Maîtrise-toi, Faustin. Pense à ton défunt père qui disait : « Celui-là est homme de bien qui pardonne tout. » Pose tes mains sur l’accoudoir, et respire un bon coup. Tu vois, tu te sens déjà mieux.

Le cœur de leur sainte Grise fut déposé dans une cassette et mis en terre au pied d’un poirier. Sur le petit monceau de terre qui le recouvrait, le directeur de conscience de Madame répandit des herbes odoriférantes et planta un crucifix.

En bons chrétiens, les Dupertuis inclinèrent la tête devant le Crapoussin et les pauvres venus assister à l’enterrement. Ils distribuèrent du pain, pétri selon la recette du couvent des Ursulines, et s’éloignèrent les paupières baissées.

Pendant la triste cérémonie des funérailles, Jarrat, Plumay, Chasserot et Vauthier, réunis dans la salle de pliage et satisfaits du prochain embarquement de l’apprenti Ricou sur l’un des vaisseaux de Sa Majesté, ridiculisaient la bourgeoise.

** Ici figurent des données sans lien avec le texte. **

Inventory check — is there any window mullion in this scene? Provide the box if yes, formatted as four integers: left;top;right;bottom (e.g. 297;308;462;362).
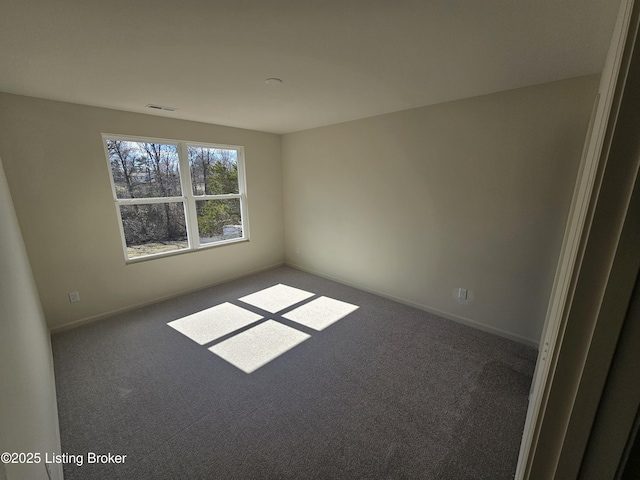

Retranché derrière une fenêtre, le vieux parfumeur les écoutait narrer gaiement la navrante histoire de la Laitière et de son Pot au lait, les écrits des savants posés sur leur tête en guise de coussinets.

Perrette là-dessus saute aussi, transportée.

Le lait tombe ; adieu veau, vache, cochon, couvée…

À l’aube du 28 novembre, un boueur des chemins publics trouvait dans le lavoir de la rue de la Bûcherie le corps d’Aubin Nétillard, le chevalier du guet royal. Son cadavre fut examiné, sous les voûtes de la morgue, par le médecin Ambroise Chauvin, en présence du lieutenant général Hérault et du commissaire Gratien Chantereau, accompagné de Pug, son fidèle chien. L’homme gisait, la gorge tranchée, à côté d’un misérable, surpris par la mort alors qu’il réchauffait son corps transi, blotti au recoin d’une porte. Sa jument fut offerte à l’inspecteur Melchior Donnadieu, qui la baptisa Agnodice.

Le lendemain, les coupables du massacre de la rue Saint-Séverin quittaient leur poste, sans prendre congé des autres Compagnons. L’après-midi qui suivit leur disparition précipitée, cinq ouvriers de la casse succédaient à leur fonction. Malgré leur noir chagrin, les Dupertuis leur firent un chaleureux accueil au moment où, à Versailles, le Premier valet de chambre grattait à la porte du Roi et entrait précipitamment.

— Que se passe-t-il, Bachelier ? demanda le jeune monarque en se levant de son fauteuil. Il messied à un homme tel que vous de nous déranger dans nos moments de loisir. Serait-il arrivé quelque malheur ?

— Que Votre Majesté me veuille bien pardonner, mais un garde a trouvé une énorme malle, dans l’allée menant à la cascade basse.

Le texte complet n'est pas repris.